My grandparents passed decades ago, and I feel like I haven't celebrated properly since then.
Grandparent love is special and I would define it as unconditional.
They celebrate everything in your life, without asking for anything more.
Ever since my grandparents passed, I forgot how to celebrate things. The big things, the little things, all things.
Holidays were not as special. Birthdays were not as special. Small victories were not as special. And I think I became numb to success. I always felt like the things in my life should be celebrated more than they were, but I forgot how to celebrate.
Little by little, being on sports teams and making good friends showed me how to celebrate again. I was proud of my accomplishments, and I wanted to celebrate my own success as much as others'.

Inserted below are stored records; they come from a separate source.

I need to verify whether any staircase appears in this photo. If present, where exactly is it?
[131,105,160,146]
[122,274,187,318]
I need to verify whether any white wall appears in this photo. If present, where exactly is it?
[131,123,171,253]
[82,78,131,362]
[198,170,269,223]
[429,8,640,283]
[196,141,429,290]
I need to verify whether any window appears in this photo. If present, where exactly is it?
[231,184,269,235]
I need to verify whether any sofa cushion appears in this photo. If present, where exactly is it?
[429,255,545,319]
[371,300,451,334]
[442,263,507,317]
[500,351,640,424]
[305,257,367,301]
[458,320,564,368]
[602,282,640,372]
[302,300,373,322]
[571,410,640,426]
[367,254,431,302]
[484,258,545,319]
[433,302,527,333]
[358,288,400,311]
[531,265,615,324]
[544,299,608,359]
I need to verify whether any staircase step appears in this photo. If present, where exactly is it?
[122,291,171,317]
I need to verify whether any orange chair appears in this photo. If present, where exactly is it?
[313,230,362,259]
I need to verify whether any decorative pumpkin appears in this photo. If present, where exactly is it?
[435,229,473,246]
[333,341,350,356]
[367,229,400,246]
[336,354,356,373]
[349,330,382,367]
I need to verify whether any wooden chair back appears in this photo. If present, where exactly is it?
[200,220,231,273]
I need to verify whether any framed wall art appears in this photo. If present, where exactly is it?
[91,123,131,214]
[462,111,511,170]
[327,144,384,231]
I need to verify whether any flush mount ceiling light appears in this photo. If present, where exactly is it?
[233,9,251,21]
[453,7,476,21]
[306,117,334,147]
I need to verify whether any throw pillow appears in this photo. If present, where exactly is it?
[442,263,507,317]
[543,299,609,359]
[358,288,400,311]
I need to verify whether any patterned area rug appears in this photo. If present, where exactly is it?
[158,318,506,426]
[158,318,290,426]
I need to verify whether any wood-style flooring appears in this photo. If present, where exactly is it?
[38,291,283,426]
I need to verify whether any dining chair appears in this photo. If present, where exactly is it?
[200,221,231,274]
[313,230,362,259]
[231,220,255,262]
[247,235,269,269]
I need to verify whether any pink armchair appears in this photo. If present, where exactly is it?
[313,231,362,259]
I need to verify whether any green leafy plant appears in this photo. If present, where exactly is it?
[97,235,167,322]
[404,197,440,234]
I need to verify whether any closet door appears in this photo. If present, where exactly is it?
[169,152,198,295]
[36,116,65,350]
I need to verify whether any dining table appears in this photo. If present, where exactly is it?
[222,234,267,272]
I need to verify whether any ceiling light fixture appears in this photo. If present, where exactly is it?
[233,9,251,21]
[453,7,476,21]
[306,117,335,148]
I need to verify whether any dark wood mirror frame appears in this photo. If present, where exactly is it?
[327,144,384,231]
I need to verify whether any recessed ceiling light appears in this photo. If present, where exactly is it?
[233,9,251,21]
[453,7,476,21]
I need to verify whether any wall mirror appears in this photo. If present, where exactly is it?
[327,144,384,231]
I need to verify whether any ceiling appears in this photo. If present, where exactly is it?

It was odd at first because I had lost knowledge of how to do so. I literally would be successful, feel proud for a moment, and then just move right past it. As if success is an extremely normal thing and not this grand thing we should be celebrating.
It was nice to celebrate things again, and I felt so much love around me. But then that changed again…
Celebrating a championship win turned into questions about where I would play in college, how good I was compared to the competition, and how many points I had scored.
Celebrating a new job turned into questions about the next steps, what the pay was, and if I was sure there were not any other positions that would fit me better.
Celebrating small things turned into a joke, like why celebrate the fact that you carried all your grocery bags into the house in one trip?
Celebrating things turned into expectations of others wanting more. Celebrating things turned into not being grand enough to be worthy of celebrating. Celebrating things turned into me not celebrating anything.
The thing is, I have always remembered how it felt to celebrate with my grandparents. It was simply a celebration of something worthy of celebrating. No questioning the worthiness of it, no extra expectations for next steps and striving for something better, no playing off success as something that happens every single day to everyone.
But I feel like my circle of celebration keeps getting smaller as I am getting older. And that's sad to me. I want to be able to share with my friends and family all the good that has happened in my life, no matter how big or small. But we don't celebrate the same. We can't just look at the thing we want to share and take it for what it is. We are always expecting more or looking at it with our own view instead of just being happy and there for someone's party.
So, I challenge you. Celebrate everything. Celebrate the fact that you woke up today. Celebrate the fact that it is a Tuesday. Celebrate that you just got a new blanket. Celebrate that your friend just had a baby. Celebrate yourself.
Maybe if we celebrate more, we will see there is more to celebrate. And then maybe, we will celebrate like our grandparents used to celebrate.